Ces dernières années, les sections les plus à droite de l’élite dirigeante au Canada ont cherché à attiser le chauvinisme antichinois par une campagne incessante présentant Ottawa comme le petit David qui tient tête au Goliath chinois. Tout, de l’achat de mines d’or dans l’Arctique par des investisseurs chinois à la collaboration entre des universitaires canadiens et chinois, est présenté comme une intrusion du malveillant régime «communiste» de Beijing visant à faire du Canada un simple État vassal.

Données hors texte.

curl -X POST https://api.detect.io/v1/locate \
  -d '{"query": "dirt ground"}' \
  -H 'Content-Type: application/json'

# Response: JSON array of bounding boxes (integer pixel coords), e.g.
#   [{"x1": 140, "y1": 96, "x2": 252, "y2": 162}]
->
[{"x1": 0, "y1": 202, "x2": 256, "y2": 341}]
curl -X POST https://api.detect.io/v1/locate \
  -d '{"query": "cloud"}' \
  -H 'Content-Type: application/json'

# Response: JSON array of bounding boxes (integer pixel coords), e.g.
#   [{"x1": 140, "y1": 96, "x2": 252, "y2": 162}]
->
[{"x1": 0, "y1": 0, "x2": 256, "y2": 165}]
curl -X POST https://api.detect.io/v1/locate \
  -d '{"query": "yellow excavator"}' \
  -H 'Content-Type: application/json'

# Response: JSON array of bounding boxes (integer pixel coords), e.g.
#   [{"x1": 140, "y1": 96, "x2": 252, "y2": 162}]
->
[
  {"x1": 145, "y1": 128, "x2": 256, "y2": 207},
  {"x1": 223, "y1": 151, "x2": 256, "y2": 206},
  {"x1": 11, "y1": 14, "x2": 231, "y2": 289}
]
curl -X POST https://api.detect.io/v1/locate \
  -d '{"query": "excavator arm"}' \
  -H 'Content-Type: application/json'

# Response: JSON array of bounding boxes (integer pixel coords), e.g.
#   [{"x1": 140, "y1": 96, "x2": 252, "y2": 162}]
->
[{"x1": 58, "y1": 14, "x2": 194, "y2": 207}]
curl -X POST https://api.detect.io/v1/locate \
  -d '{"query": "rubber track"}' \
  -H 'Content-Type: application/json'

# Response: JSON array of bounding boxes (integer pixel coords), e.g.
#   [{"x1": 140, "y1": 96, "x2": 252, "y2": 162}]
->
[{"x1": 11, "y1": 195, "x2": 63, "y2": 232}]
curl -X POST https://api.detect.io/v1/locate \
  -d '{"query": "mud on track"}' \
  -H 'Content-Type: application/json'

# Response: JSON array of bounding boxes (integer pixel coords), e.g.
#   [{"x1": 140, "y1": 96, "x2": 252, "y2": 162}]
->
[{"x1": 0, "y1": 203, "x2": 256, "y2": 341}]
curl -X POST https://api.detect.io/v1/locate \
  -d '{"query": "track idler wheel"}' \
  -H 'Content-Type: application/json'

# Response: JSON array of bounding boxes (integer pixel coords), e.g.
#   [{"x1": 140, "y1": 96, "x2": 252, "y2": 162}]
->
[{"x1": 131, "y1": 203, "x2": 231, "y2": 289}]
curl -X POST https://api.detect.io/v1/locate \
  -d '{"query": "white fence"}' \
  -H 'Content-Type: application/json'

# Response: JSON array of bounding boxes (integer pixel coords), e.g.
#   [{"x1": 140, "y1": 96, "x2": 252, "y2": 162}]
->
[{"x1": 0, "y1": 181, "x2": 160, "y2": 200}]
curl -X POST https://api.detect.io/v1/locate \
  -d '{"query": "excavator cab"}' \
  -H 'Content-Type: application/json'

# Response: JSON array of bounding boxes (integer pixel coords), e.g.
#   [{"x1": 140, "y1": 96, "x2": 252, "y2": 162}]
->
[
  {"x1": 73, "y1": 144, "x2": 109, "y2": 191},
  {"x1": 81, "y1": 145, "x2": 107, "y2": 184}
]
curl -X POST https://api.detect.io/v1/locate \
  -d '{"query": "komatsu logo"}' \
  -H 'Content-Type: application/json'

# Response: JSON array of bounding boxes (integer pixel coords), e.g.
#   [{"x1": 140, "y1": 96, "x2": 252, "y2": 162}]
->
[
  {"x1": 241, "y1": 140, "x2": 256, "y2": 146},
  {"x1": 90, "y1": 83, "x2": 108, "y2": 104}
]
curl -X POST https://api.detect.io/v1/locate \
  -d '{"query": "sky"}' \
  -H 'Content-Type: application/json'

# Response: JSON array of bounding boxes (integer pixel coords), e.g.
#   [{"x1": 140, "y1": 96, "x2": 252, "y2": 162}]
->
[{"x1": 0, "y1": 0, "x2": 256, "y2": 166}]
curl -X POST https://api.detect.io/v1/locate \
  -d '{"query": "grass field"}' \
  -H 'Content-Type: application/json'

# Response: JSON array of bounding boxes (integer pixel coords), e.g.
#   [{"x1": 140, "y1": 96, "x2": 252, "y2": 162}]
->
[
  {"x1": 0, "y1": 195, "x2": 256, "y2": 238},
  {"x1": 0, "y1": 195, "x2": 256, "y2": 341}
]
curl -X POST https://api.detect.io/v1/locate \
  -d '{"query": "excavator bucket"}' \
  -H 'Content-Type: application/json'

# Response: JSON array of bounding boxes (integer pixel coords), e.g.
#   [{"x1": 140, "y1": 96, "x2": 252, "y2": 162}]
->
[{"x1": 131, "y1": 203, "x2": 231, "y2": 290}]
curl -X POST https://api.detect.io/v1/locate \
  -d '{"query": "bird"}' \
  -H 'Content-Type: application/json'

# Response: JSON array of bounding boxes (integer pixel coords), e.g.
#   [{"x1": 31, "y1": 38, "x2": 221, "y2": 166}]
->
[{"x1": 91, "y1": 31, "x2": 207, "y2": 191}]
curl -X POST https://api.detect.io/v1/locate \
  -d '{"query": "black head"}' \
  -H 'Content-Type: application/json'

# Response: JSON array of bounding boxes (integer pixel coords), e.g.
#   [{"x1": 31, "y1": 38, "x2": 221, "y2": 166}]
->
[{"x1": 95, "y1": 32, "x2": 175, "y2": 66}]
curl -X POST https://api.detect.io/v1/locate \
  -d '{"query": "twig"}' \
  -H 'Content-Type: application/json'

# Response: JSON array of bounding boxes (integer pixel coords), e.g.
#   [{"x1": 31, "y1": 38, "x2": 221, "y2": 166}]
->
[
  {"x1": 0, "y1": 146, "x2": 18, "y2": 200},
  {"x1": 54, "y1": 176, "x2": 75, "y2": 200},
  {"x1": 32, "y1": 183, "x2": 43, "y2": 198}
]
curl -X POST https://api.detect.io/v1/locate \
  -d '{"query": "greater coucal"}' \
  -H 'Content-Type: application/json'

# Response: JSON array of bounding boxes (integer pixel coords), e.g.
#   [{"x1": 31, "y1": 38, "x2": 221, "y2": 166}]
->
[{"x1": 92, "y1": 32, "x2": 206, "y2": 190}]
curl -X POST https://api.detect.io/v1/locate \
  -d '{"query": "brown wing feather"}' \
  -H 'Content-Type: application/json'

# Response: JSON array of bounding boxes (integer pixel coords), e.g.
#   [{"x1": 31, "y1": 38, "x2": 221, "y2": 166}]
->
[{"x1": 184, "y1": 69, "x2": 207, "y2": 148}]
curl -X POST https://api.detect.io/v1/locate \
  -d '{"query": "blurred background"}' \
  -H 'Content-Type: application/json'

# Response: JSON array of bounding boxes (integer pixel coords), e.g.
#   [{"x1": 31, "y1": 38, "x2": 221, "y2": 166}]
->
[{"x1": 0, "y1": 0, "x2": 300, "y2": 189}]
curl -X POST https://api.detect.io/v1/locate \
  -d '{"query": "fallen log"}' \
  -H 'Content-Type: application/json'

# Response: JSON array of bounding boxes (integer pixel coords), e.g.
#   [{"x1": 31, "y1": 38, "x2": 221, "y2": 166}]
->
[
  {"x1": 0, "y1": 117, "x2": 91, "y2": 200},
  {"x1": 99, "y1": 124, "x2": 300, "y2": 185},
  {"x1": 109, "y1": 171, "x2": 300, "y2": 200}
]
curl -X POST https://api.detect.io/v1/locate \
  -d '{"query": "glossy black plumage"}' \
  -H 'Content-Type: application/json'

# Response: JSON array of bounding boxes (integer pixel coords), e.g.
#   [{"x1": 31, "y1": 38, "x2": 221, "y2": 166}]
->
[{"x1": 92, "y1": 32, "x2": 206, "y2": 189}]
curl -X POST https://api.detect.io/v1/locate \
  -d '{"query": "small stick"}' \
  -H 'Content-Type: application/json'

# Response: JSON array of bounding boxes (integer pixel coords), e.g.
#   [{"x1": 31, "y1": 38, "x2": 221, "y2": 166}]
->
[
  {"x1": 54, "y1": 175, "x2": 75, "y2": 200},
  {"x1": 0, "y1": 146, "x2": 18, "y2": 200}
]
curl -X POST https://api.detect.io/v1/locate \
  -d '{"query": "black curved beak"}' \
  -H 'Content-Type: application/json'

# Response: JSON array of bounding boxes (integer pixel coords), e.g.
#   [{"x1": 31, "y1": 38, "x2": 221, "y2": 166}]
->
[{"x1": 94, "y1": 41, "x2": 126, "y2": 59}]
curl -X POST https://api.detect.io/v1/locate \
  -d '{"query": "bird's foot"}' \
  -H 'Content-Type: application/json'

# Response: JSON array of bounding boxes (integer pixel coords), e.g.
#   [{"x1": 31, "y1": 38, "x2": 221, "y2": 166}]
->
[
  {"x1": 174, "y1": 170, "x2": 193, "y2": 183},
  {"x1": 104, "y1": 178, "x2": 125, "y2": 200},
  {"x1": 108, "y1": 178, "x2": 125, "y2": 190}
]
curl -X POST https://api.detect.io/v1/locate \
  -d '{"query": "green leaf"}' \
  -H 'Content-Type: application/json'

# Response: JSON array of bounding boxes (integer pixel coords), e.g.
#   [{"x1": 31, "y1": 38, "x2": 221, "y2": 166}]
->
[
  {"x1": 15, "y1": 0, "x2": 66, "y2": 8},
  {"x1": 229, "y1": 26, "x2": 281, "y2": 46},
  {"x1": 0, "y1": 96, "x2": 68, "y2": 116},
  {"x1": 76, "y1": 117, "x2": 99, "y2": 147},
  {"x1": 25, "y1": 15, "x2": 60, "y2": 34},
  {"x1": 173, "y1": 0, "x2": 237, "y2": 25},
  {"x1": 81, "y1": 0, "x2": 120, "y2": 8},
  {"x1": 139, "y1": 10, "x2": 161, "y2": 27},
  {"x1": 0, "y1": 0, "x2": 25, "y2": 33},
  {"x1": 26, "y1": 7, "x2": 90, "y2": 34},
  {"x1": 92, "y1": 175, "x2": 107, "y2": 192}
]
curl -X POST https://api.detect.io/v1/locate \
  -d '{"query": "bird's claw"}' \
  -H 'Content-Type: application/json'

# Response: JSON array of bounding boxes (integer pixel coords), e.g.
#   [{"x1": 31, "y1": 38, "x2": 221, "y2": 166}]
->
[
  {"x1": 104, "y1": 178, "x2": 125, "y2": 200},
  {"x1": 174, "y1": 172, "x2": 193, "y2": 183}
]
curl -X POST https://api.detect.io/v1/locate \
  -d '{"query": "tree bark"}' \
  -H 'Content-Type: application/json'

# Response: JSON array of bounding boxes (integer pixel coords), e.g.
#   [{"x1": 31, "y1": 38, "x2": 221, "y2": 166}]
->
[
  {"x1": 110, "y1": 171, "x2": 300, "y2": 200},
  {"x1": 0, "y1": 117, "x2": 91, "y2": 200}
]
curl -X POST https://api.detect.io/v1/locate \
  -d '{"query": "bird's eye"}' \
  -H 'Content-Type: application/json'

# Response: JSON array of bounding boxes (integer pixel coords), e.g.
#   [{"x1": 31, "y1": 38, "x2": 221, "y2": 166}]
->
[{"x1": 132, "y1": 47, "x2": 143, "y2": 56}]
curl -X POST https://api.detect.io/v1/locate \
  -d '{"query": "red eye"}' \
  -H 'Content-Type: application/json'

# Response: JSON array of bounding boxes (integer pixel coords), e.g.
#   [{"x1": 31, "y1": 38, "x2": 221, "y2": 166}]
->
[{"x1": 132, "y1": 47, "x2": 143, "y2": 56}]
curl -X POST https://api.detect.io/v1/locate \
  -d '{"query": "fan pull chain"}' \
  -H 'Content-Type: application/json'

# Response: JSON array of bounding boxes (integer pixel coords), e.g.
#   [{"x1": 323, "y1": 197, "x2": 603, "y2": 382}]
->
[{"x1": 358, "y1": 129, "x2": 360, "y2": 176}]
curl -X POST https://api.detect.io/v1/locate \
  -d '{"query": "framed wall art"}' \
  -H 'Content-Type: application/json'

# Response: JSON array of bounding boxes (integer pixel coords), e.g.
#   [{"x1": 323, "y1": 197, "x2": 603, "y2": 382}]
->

Ce récit absurde est largement adopté par le gouvernement libéral de Trudeau, qui a abandonné ses plans pour un accord de libre-échange avec Beijing et qui s’est rallié de plus en plus à l’offensive anti-Chine de Washington. Agissant à la demande de l’administration Trump, Trudeau a ordonné la saisie en décembre 2018 de la directrice financière de Huawei, Meng Wanzhou, sous de fausses accusations de violation des sanctions américaines – qui sont illégales – contre l’Iran.
Dans sa dernière mise à jour de sa politique de défense, le gouvernement libéral a identifié la Chine comme une «menace mondiale» pour le Canada, au même titre que le terrorisme islamiste et la Russie, et a annoncé une augmentation de 70 % de ses dépenses militaires pour garantir que les Forces armées canadiennes puissent étendre leur rôle dans les provocations menées par les États-Unis dans le monde entier.
L’une des zones clés de ces opérations est l’Asie-Pacifique, où des navires canadiens ont déjà participé à des exercices de «liberté de navigation» en mer de Chine méridionale et dans le détroit de Taïwan.
Derrière toutes ces belles paroles sur la défense des «droits de la personne» et de la «démocratie», les politiciens canadiens et québécois qui ont signé la lettre ouverte demandant que la Chine soit privée des Jeux olympiques ont en fait déclaré leur soutien catégorique à ce programme d’agression, de militarisme et de guerre.